Evangile du vendredi 25 novembre 2022

 

Évangile de Jésus Christ selon saint Luc (21, 29-33)

 

En ce temps-là,

Jésus dit à ses disciples cette parabole :

« Voyez le figuier et tous les autres arbres.

Regardez-les :

dès qu’ils bourgeonnent,

vous savez que l’été est tout proche.

De même, vous aussi,

lorsque vous verrez arriver cela,

sachez que le royaume de Dieu est proche.

Amen, je vous le dis :

cette génération ne passera pas

sans que tout cela n’arrive.

Le ciel et la terre passeront,

mes paroles ne passeront pas. »

 

Méditation : « Préférer la douceur de la Parole au fracas des faux-semblants »

 

Le chapitre 21 de l’Évangile de Luc est effrayant. A ceux qui mettent leur confiance dans l’édifice cultuel monumental qu’est le Temple d’Hérode et invitent à l’admiration du bâtiment, Jésus prédit la destruction, la catastrophe, tout comme il l’avait fait au tout début de son entrée messianique à Jérusalem en pleurant sur la ville qui n’a pas accueilli son Seigneur : « Il n’en restera pas pierre sur pierre ».

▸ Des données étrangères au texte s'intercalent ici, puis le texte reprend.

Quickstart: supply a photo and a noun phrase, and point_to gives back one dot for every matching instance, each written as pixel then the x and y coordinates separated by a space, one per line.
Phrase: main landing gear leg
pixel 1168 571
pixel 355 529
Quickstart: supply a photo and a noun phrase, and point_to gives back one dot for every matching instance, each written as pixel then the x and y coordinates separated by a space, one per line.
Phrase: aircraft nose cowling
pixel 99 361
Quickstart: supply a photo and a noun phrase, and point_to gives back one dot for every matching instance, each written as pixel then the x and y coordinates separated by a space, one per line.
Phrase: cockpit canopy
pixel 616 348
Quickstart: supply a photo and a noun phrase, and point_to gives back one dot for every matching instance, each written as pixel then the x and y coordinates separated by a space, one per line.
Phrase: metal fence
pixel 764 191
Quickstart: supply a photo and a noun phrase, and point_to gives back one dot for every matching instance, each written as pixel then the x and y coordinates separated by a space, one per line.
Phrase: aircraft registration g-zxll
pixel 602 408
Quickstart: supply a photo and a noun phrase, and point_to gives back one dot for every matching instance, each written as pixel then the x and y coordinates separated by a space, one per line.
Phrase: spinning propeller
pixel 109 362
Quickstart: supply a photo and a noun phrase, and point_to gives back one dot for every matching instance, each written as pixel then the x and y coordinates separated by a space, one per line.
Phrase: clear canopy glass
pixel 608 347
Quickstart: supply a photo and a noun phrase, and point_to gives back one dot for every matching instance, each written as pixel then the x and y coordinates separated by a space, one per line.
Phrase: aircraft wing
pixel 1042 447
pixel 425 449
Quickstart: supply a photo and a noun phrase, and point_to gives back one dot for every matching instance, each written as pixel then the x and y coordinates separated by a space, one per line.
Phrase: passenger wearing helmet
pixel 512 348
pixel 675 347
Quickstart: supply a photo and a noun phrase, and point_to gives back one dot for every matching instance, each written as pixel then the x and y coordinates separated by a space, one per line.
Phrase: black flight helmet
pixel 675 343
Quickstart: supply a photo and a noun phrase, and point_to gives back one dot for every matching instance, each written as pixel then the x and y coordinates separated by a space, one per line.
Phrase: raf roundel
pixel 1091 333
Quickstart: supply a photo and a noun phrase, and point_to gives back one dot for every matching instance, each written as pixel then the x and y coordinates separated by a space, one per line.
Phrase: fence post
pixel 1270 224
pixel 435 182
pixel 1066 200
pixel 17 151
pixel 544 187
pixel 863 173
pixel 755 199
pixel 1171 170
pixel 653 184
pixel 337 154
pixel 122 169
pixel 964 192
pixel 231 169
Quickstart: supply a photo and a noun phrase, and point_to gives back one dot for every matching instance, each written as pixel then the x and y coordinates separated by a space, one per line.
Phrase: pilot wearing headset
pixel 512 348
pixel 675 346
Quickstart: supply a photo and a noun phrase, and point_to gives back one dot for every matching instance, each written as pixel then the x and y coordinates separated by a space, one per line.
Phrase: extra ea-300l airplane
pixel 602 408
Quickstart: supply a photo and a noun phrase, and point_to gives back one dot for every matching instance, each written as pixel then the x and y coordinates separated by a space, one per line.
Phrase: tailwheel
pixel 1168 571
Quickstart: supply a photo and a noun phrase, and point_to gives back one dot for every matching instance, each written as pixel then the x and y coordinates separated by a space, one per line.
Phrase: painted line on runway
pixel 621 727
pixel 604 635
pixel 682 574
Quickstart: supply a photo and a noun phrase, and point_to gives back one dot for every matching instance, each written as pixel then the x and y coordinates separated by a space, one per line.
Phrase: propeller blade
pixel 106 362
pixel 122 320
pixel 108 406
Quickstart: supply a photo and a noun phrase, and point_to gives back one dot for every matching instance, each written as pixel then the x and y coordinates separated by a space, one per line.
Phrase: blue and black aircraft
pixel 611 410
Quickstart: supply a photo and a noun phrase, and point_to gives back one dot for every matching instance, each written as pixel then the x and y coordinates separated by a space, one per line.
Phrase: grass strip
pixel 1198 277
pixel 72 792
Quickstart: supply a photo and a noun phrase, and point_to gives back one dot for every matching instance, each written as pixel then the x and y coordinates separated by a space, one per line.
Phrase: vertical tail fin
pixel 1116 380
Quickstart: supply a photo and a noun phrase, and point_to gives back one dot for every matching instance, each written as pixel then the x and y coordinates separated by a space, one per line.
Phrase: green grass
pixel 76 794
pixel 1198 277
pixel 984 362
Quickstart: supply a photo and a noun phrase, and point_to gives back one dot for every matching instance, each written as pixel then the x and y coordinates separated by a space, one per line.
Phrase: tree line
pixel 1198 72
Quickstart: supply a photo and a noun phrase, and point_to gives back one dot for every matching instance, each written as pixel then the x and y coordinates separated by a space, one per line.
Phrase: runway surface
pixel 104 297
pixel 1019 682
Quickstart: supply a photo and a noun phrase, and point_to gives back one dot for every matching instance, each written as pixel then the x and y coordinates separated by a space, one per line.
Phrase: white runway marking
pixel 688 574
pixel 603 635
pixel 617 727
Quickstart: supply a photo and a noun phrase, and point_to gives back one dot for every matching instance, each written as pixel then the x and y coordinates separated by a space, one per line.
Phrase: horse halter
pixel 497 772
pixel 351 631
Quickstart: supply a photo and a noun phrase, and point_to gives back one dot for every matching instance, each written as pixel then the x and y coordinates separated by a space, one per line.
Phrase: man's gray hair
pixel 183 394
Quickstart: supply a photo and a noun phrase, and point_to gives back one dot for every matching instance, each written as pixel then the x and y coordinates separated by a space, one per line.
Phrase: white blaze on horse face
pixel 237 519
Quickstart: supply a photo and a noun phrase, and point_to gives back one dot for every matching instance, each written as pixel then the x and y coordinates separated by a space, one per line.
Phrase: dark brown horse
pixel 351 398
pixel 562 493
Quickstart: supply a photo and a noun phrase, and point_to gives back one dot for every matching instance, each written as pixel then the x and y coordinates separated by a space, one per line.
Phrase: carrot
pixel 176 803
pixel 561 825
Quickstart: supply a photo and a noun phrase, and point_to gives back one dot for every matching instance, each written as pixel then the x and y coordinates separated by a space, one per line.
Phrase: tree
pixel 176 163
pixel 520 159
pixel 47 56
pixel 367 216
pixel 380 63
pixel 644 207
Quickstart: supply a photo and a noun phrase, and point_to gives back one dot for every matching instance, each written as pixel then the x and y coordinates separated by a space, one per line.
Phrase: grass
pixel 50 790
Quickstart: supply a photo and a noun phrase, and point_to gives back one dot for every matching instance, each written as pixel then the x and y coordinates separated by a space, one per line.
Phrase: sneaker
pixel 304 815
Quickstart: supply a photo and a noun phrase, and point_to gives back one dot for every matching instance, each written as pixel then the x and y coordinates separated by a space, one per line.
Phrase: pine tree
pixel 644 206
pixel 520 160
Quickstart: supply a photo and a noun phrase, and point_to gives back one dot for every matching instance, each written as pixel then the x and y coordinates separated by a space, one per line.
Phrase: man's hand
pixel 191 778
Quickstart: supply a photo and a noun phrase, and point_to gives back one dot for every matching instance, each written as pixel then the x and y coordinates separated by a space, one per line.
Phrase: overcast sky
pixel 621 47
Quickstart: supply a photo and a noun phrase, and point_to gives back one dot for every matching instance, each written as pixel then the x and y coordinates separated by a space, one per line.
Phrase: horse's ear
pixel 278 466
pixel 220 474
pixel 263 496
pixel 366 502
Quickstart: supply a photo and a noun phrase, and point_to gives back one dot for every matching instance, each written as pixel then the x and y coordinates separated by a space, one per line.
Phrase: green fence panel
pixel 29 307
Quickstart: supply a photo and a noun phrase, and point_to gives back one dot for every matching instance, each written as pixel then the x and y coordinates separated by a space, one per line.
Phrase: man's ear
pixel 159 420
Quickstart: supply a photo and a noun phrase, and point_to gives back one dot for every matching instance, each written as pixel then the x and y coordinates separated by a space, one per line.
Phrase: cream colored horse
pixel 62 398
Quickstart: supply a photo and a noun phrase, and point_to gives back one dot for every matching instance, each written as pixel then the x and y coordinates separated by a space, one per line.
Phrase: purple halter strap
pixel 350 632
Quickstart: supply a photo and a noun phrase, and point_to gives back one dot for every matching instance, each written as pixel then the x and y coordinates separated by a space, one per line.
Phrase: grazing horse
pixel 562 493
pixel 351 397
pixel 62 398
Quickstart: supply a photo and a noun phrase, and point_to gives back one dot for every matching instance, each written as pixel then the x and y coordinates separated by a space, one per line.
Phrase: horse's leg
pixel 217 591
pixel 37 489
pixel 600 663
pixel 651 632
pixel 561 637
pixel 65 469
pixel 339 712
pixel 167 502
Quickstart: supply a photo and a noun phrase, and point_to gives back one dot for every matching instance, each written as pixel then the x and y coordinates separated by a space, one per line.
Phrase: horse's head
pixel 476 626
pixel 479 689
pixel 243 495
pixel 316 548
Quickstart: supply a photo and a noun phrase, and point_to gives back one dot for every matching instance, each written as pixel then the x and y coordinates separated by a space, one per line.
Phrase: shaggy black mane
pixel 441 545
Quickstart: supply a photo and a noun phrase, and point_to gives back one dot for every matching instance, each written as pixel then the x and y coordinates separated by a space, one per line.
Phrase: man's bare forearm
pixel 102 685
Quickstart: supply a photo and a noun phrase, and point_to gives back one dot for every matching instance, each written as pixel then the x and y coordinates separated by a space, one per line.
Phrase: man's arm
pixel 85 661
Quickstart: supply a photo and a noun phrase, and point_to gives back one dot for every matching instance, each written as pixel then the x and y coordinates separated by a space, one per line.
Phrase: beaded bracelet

La prophétie de destruction retentit singulièrement aux oreilles des fils d’Israël dont la mémoire garde précieusement le souvenir de la prise de Jérusalem et de l’Exil. Avec cet événement, c’est toute une conception politico-religieuse qui s’effondrait et poussait Israël à reprendre son histoire, ses valeurs, sa foi, l’image qu’il se faisait de son Dieu. Au moment où Luc écrit, l’histoire se répète.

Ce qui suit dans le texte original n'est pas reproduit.